Growth, profits, expansion, scale up, turnover and the list goes on. These are some of the most common jargons you would find on the whiteboard of an entrepreneur or a solopreneur (never knew this was a thing). Right from day one, every entrepreneur is focused on growing by leaps and bounds and living the life he or she has dreamt for years.

Private villas, business class tickets, carefree shopping and more are some of the consequences we want our ventures to fetch us. Driven by an instinct of quick results, most of us fail to acknowledge the fundamentals. The basics of offering values to consumers, resolving their concerns and building a brand value for the years to come. Often, we mislead ourselves into the tertiary circle of requirements and necessities like competitor analysis, market penetration, valuation and more.

As entrepreneurs, these are what we work for. But are these the only things we should work for?

Internal Growth for Success

For real value addition and quick growth, introspection is the key. Those businesses that are stagnating in the market, the ones that feel that are saturated and those brands that do not have a road further have something really invaluable in them in terms of introspection.

If your business falls under any of these categories and you have been comparing it to that of your competitors', you are failing hands down. You do not compare your business with another without taking into considerations parameters you never knew exists. It's like judging comparing your ability to hold your breath underwater with a fish. It is you who would drown eventually.

For success, what should matter is the addressing of areas of concerns and shortcomings in your business organization. Instead of comparing the amounts of leads that get converted for your competitor, realize the loophole in your sales process or team. Maybe you are approaching your target audiences in the wrong ways. What if you have the wrong target audiences?

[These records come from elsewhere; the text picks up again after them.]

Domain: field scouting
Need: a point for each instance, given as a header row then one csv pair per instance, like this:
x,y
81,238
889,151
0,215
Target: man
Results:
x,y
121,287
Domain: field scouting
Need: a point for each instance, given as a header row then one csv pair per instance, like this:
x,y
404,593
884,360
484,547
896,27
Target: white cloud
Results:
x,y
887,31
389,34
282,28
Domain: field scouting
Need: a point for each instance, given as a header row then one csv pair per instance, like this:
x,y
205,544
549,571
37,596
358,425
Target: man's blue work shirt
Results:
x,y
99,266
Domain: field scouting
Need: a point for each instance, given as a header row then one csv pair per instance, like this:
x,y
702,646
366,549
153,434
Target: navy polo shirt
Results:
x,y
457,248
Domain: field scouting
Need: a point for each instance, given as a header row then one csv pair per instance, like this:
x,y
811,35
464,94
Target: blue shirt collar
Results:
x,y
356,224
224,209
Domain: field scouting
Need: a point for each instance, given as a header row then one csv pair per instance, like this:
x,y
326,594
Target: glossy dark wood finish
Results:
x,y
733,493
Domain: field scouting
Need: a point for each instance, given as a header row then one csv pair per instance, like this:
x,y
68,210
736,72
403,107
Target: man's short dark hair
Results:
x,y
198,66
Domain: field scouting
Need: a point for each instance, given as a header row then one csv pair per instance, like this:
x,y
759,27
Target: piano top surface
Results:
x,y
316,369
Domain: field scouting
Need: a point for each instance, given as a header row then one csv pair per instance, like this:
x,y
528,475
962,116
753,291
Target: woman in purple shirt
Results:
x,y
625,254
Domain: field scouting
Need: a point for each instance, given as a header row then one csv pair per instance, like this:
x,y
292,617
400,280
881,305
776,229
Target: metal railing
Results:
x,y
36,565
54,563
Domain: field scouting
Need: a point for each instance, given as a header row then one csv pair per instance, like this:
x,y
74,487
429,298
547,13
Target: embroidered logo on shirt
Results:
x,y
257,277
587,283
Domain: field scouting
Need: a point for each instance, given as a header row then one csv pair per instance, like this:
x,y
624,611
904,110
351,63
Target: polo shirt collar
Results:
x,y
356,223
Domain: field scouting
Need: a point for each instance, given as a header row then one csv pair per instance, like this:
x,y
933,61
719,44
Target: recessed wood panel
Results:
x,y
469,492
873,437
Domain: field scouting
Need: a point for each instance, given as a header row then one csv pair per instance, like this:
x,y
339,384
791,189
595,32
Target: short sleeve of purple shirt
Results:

When you are failing to resolve the conflicts you set out to banish, look for flaws in the workflow or processes. There could be minor loopholes impacting your delivery and output quality immensely. Or in the worst case, maybe you are recruiting the wrong talents that are not aligned with the vision of your business. Scaling up of business does not happen in a rapid span of time.

Companies are built of people with inspired people who share your wavelength and this takes time just like all the good things in the world.

Another aspect of internal growth is the idea of pitching. Usually, most entrepreneurs want to make an impact during their time and involve a lot of insights from competitors' brands and business to show how their product or service is different and more effective. Try stopping that for a while and focus on delivering value to your potential leads.

This value would bind your lead with you than the strengths you tend to highlight in your pitch. Building relationships with investors or clients is what should be your focus on not striking a business deal somehow.

Keep introspecting on the various aspects of your business and yourself to fine-tune the way your brand is developing every single day. This is an evolutionary process and would only help you refine your approach to business and carving a name for yourself in the market.

You don't always have to take down your competition. Sometimes, you need to outperform as well.